2 Este pedido foi apresentado no âmbito de um litígio que opõe a Vereniging Openbare Bibliotheken (Associação das Bibliotecas Públicas, a seguir «VOB») à Stichting Leenrecht (Fundação do Direito de Comodato, a seguir «Stichting») a respeito de uma eventual violação do direito exclusivo de comodato previsto no artigo 1.o, n.o 1, da Diretiva 2006/115.
Quadro jurídico
Direito internacional
3 A Organização Mundial da Propriedade Intelectual (OMPI) adotou em Genebra, em 20 de dezembro de 1996, o Tratado da OMPI sobre o direito de autor (a seguir «Tratado da OMPI»). Este tratado foi aprovado em nome da Comunidade Europeia pela Decisão 2000/278/CE do Conselho, de 16 de março de 2000 (JO 2000, L 89, p. 6).
4 O artigo 7.o, n.o 1, deste tratado enuncia:
«Os autores de:
i) Programas de computador;
ii) Obras cinematográficas; e
iii) Obras corporizadas em fonogramas, conforme definido na legislação nacional das partes contratantes,
gozam do direito exclusivo de autorizar o aluguer ao público, com fins comerciais, dos originais ou de cópias das suas obras.»
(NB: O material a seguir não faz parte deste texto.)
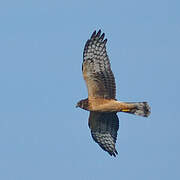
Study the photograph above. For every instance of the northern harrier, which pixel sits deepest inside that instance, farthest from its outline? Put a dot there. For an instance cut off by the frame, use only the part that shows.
(101, 101)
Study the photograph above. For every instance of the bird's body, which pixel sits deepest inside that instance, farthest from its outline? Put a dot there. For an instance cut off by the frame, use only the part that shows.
(101, 101)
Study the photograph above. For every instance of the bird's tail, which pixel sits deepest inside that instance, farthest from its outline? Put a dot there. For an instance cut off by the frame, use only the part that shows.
(137, 108)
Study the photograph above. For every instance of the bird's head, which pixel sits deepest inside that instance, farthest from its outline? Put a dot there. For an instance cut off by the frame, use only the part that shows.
(83, 104)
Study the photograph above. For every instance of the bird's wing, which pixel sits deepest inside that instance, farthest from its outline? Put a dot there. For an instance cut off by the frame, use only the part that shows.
(104, 127)
(96, 68)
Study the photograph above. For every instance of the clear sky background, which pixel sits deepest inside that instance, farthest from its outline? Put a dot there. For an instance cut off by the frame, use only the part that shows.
(42, 134)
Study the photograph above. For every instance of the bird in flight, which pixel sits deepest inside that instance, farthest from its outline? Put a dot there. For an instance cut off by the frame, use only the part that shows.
(101, 102)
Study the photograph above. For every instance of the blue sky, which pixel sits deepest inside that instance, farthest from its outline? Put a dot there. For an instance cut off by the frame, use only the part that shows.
(42, 134)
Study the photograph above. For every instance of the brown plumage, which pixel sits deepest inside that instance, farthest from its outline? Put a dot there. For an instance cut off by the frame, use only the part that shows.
(101, 102)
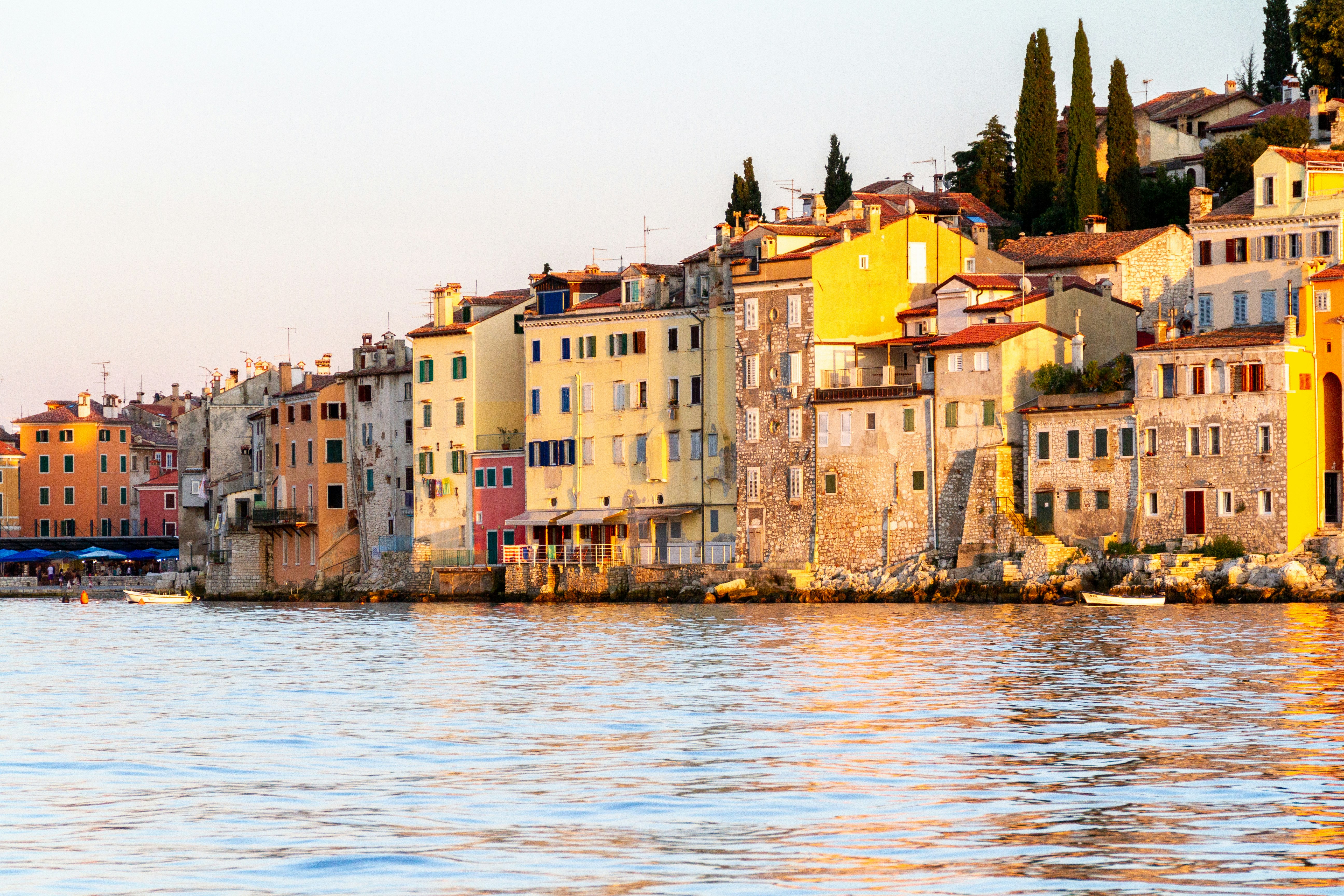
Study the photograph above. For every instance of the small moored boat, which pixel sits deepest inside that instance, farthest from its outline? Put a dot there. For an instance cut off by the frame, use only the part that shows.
(150, 597)
(1119, 601)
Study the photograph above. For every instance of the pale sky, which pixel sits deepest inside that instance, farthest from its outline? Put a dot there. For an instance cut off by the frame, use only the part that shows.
(179, 182)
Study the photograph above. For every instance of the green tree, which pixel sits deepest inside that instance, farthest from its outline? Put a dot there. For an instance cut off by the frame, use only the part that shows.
(1319, 41)
(839, 185)
(1081, 175)
(746, 195)
(1279, 50)
(1034, 132)
(986, 169)
(1122, 151)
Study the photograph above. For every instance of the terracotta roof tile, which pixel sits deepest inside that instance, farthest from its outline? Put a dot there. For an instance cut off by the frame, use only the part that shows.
(1068, 250)
(1233, 338)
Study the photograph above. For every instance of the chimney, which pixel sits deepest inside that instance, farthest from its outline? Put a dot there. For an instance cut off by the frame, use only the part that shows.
(1292, 89)
(1201, 202)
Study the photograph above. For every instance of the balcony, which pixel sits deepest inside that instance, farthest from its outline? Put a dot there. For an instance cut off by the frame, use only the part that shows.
(284, 516)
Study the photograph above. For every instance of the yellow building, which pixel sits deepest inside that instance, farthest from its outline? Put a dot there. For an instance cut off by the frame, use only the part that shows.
(631, 424)
(468, 397)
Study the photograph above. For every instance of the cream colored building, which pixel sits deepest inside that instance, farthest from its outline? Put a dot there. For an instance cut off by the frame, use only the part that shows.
(1250, 252)
(467, 373)
(631, 416)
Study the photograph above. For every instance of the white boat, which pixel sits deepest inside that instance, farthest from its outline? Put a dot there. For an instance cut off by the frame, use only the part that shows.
(150, 597)
(1117, 601)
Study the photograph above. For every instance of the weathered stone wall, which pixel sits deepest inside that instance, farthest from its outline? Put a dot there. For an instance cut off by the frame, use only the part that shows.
(787, 526)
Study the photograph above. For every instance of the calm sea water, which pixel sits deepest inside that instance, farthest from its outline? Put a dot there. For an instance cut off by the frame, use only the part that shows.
(670, 750)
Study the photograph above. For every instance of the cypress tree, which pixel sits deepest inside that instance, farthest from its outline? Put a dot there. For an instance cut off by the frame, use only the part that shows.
(1081, 175)
(1034, 132)
(1279, 50)
(1122, 151)
(839, 185)
(745, 197)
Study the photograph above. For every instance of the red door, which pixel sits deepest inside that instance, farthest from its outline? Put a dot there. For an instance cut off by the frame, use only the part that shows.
(1194, 514)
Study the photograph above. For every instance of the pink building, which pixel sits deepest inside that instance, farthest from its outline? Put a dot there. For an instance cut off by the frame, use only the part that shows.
(159, 504)
(496, 496)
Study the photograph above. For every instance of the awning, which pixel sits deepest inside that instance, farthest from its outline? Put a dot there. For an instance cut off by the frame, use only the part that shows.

5 A conferência diplomática que adotou o Tratado da OMPI adotou igualmente, entre outros documentos, a «declaração acordada relativamente aos artigos 6.o e 7.o», anexa ao referido tratado (a seguir «declaração acordada anexa ao Tratado da OMPI»), e que tem a seguinte redação:
«As expressões ‘cópias’ e ‘original e cópias’ utilizadas nestes artigos para designar o objeto do direito de distribuição e do direito de aluguer neles previstos referem‑se exclusivamente a cópias fixadas que possam ser postas em circulação enquanto objetos materiais.»
Direito da União
Diretiva 2001/29
6 Nos termos dos considerandos 2 e 9 da Diretiva 2001/29:
«(2) O Conselho Europeu reunido em Corfu em 24 e 25 de junho de 1994 salientou a necessidade de criar, a nível comunitário, um enquadramento legal geral e flexível que estimule o desenvolvimento da sociedade da informação na Europa. Tal exige, nomeadamente, um mercado interno para os novos produtos e serviços. Existe já, ou está em vias de ser aprovada, importante legislação comunitária para criar tal enquadramento regulamentar. O direito de autor e os direitos conexos desempenham um importante papel neste contexto, uma vez que protegem e estimulam o desenvolvimento e a comercialização de novos produtos e serviços, bem como a criação e a exploração do seu conteúdo criativo.
[…]
(9) Qualquer harmonização do direito de autor e direitos conexos deve basear‑se num elevado nível de proteção, uma vez que tais direitos são fundamentais para a criação intelectual. A sua proteção contribui para a manutenção e o desenvolvimento da atividade criativa, no interesse dos autores, dos intérpretes ou executantes, dos produtores, dos consumidores, da cultura, da indústria e do público em geral. A propriedade intelectual é pois reconhecida como parte integrante da propriedade.»
7 O artigo 1.o, n.o 2, alínea b), desta diretiva dispõe:
«Salvo nos casos referidos no artigo 11.o, a presente diretiva não afeta de modo algum as disposições comunitárias existentes em matéria de:
[…]
b) Direito de aluguer, direito de comodato e certos direitos conexos com os direitos de autor em matéria de propriedade intelectual;
[…]»
8 O artigo 4.o da referida diretiva, sob a epígrafe «Direito de distribuição», tem a seguinte redação:
«1. Os Estados‑Membros devem prever a favor dos autores, em relação ao original das suas obras ou respetivas cópias, o direito exclusivo de autorizar ou proibir qualquer forma de distribuição ao público através de venda ou de qualquer outro meio.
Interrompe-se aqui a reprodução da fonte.